Bagi Adhar, penghargaan ini menegaskan satu hal penting: panggung sejati seorang aktor bukan semata panggung pertunjukan, melainkan “panggung abadi kehidupan itu sendiri.”

Adhar memaknai berkesenian sebagai dialektika, proses terus-menerus antara gagasan, kenyataan, dan keberpihakan nilai. Namun dialektika itu, katanya, hanya mungkin dijalani dengan kesetiaan.

Kongso telah membuktikan kesetiaan tersebut bukan dalam kata-kata, melainkan dalam laku panjang yang konsisten, bahkan ketika dunia di sekelilingnya berubah cepat.

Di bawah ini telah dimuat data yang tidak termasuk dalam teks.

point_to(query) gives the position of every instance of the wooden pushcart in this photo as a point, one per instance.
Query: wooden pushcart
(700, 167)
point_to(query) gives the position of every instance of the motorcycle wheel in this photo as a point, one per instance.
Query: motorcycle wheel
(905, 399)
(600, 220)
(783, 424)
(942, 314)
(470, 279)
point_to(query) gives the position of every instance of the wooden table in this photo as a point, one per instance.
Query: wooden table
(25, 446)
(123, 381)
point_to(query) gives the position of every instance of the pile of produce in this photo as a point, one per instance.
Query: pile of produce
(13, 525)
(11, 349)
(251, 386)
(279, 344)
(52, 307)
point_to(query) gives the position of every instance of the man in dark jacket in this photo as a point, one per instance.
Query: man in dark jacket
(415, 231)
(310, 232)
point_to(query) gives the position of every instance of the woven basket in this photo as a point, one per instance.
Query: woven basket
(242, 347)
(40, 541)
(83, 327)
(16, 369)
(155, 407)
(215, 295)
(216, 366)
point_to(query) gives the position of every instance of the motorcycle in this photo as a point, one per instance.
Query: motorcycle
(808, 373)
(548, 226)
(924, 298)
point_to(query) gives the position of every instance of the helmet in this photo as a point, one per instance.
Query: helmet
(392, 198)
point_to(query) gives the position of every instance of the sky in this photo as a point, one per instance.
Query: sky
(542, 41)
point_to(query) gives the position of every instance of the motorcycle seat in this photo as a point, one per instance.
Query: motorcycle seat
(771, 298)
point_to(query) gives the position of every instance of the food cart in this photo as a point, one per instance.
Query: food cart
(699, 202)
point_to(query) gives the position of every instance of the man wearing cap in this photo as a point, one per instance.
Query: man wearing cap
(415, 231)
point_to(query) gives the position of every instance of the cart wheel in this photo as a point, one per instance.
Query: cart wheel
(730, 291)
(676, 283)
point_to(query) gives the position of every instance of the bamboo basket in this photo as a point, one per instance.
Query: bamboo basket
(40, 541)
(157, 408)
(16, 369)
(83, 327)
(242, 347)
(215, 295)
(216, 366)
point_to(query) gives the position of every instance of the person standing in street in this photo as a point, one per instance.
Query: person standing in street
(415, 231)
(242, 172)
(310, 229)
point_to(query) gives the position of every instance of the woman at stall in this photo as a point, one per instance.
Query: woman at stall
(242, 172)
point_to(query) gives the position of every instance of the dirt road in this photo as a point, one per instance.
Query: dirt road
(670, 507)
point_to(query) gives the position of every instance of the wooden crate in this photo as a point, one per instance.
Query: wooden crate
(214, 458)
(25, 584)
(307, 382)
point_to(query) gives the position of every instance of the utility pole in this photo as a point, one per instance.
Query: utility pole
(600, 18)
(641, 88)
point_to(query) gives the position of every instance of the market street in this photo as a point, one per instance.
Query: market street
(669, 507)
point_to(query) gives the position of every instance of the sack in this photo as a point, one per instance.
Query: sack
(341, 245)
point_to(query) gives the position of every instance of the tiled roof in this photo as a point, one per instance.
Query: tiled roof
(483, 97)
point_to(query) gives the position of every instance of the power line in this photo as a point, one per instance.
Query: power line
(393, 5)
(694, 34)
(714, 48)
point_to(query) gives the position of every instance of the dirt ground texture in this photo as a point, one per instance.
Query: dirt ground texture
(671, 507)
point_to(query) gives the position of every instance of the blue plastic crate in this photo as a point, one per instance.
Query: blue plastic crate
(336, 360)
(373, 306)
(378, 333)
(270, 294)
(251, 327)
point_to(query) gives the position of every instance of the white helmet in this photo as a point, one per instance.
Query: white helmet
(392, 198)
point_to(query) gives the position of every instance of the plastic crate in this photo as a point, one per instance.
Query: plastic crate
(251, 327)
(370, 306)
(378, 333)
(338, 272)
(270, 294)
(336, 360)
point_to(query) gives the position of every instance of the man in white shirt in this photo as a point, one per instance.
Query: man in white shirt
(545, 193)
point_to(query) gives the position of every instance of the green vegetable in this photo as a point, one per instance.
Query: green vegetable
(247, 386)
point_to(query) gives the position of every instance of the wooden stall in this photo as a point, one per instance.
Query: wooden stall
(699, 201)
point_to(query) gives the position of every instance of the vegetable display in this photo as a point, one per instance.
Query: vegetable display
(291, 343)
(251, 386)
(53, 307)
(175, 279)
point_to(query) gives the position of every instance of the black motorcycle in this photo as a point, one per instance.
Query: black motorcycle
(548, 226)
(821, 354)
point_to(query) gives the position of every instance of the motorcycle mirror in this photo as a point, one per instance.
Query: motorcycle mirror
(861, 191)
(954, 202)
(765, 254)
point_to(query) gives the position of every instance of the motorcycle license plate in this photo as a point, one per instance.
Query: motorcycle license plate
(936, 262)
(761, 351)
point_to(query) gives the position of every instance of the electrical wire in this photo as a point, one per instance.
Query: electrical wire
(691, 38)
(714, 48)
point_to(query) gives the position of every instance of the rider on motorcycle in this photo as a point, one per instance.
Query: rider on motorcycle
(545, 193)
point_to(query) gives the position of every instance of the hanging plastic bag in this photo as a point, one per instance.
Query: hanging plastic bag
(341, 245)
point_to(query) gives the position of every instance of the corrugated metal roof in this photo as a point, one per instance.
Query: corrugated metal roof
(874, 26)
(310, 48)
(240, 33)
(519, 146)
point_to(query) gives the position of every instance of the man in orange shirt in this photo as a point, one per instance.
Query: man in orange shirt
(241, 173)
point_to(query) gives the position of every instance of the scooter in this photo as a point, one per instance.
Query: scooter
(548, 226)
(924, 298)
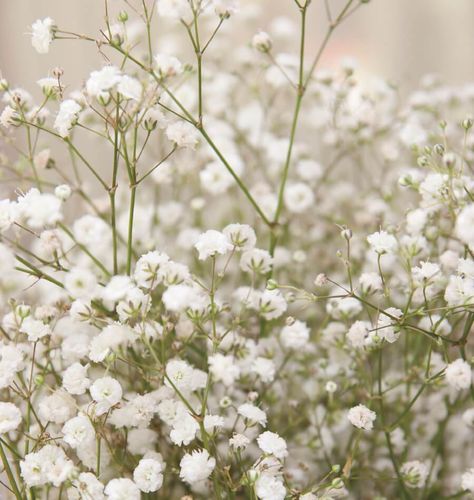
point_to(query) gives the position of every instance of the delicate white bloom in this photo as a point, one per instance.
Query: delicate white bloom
(122, 489)
(253, 414)
(298, 197)
(467, 481)
(42, 35)
(271, 304)
(196, 466)
(295, 336)
(213, 422)
(361, 417)
(382, 242)
(359, 334)
(75, 379)
(269, 487)
(34, 328)
(150, 269)
(242, 236)
(224, 369)
(81, 283)
(110, 339)
(273, 444)
(148, 475)
(100, 82)
(78, 431)
(225, 8)
(106, 392)
(183, 134)
(10, 417)
(67, 116)
(414, 473)
(239, 442)
(57, 407)
(130, 88)
(212, 243)
(459, 374)
(39, 209)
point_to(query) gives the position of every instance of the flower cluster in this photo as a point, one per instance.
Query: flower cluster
(234, 277)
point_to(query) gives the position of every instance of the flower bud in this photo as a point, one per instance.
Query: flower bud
(262, 42)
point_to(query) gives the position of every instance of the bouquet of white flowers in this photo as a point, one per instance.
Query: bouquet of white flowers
(228, 273)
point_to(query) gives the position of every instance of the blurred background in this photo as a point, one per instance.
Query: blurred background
(400, 40)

Pandangan ini diperkuat oleh Giri Arnawa, anggota TAG-P3K, yang melihat penghargaan ini sebagai bentuk pengakuan yang sangat layak atas dedikasi dan konsistensi Kongso dalam pengembangan seni dan budaya.

Menurut Giri, karya dan kiprah Kongso tidak hanya menunjukkan kualitas artistik yang tinggi, tetapi juga komitmen kuat dalam menjaga nilai-nilai budaya dan membangun ruang kreatif yang inklusif.

Giri menekankan bahwa pencapaian Kongso menjadi bukti bahwa kesenian memiliki peran strategis sebagai medium refleksi sosial, penguat identitas budaya, dan sarana dialog lintas generasi.

Seni, dalam tangan Kongso, tidak berhenti pada estetika, tetapi hadir sebagai praktik bermakna yang memberi dampak berkelanjutan bagi masyarakat.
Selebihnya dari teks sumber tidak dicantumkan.